Gibt es performative Aspekte in deinen Arbeiten?
Immer wieder eigentlich gerne. Es ist ein eigenständiges Medium, Dinge zur Aufführung zu bringen. Und das ist auch eine sehr spannende Situation, weil der Betrachter dann relativ stark am Sitz gefesselt ist. Er muss das Stück von vorne bis hinten durchhören. Man kann also eine Dramaturgie aufbauen, die man vielleicht in einer Klanginstallation so nicht dem Betrachter auferlegen kann. Weil er immer noch frei ist, sich in diesem Raum selbst zu bewegen, er kann sich auch verweigern. Und in einem Konzertsaal oder bei einer performativen Aufführung ist das nicht so leicht möglich. Da muss er wirklich vom Anfang bis zum Ende sitzen bleiben oder das über sich ergehen lassen und hat dann eben die Skulptur als solche von vorne bis hinten erlebt und das ist manchmal befriedigender, als eine Intervention im Raum, die man genauso gut überhören kann, wenn man nicht gerade darauf sensibilisiert ist und begreifen will, was da vor sich geht.

Und was reizt dich speziell an der Klanginstallation?
Die Verwirrung. Verwirrung stiften, also gewohnte Sinneserfahrungen zu irritieren, mit Irritationen zu arbeiten und mit Fehlerhaftigkeiten. Ich finde es spannend, die Leute aus ihrer gewöhnlichen Erwartungshaltung ein bisschen herauszuschütteln, um dadurch auch Aufmerksamkeit und Wahrheiten herauszukitzeln, etwa aus Orten. Also Räume in ihrem Charakter zu begreifen, mit der Akustik des Raumes zu arbeiten und darüber den Raum neu zu definieren.
Oder in seinem Wesen ganz konsequent zu bestimmen, zu definieren. Das ist spannend, und umso komplizierter, je ungewöhnlicher der Ort ist. Das wurde, glaube ich, gerade in den 90er, 80er, 90er-Jahren sehr viel praktiziert, dass man sich speziell ungewöhnliche Orte gesucht hat. Also irgendwelche Lagerhallen oder Baustellen etc. – also ungewöhnliche Orte, die für die Kunst eigentlich nicht prädestiniert sind. Aber gerade dort mit dem Charakter dieser ungewöhnlichen Orte zu intervenieren ist, meiner Meinung nach, eine sehr klassische Rahmenbedingung für Installationen.
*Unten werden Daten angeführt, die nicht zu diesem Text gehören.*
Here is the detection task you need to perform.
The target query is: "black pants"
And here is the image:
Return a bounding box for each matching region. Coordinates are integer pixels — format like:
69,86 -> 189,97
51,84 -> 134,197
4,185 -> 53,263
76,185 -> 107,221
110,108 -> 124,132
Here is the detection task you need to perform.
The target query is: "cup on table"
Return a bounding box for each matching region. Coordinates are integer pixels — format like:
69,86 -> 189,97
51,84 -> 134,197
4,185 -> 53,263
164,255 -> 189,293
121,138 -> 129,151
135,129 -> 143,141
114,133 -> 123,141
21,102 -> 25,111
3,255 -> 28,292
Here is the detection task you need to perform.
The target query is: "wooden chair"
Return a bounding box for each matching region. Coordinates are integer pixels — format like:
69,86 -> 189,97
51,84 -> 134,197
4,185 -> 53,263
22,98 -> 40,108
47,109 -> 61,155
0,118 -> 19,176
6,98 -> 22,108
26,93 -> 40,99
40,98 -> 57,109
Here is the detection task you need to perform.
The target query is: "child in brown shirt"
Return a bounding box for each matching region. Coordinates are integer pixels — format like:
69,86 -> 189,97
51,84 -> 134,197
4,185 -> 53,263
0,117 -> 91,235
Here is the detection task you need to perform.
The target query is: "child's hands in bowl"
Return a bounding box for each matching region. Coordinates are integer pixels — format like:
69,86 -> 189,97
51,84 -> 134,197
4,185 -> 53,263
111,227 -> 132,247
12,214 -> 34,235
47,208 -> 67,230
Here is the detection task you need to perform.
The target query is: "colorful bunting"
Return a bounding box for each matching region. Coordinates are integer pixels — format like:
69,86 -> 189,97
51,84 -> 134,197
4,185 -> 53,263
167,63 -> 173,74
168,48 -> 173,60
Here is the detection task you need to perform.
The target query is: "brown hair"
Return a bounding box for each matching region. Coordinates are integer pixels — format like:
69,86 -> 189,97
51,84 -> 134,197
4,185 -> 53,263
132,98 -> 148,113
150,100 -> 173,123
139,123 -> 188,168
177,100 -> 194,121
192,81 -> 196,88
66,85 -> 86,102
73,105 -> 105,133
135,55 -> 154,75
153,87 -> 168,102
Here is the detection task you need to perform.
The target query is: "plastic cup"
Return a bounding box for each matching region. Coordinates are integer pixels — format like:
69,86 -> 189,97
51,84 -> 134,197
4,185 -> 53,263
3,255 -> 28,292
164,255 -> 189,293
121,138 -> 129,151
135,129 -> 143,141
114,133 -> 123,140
Gibt es bestimmte Künstler oder Bewegungen in der Kunst, die dein Schaffen beeinflusst haben, vielleicht irgendeine Traditionslinie in der du dich siehst?
Ich persönlich bin in meinem Kunststudium sehr viel mit Fluxus, mit Protagonisten aus der Fluxus-Szene in Berührung gekommen. Und Cage ist ja auch einer, der wahrscheinlich von jedem zitiert wird, als jemand, der wichtig war, der sehr viele Aspekte thematisiert hat, der auditiven und audio-visuellen Wahrnehmung. Klar, Cage und andere aus der Fluxus-Bewegung, auch Literaten, affirmative Künstler, Happening und so weiter… das hat mich ziemlich geprägt, glaube ich, ja. Und darüber hinaus natürlich Alvin Lucier oder Nam June Paik. Die waren schon in meinen Anfangsjahren im Studium wichtige Persönlichkeiten.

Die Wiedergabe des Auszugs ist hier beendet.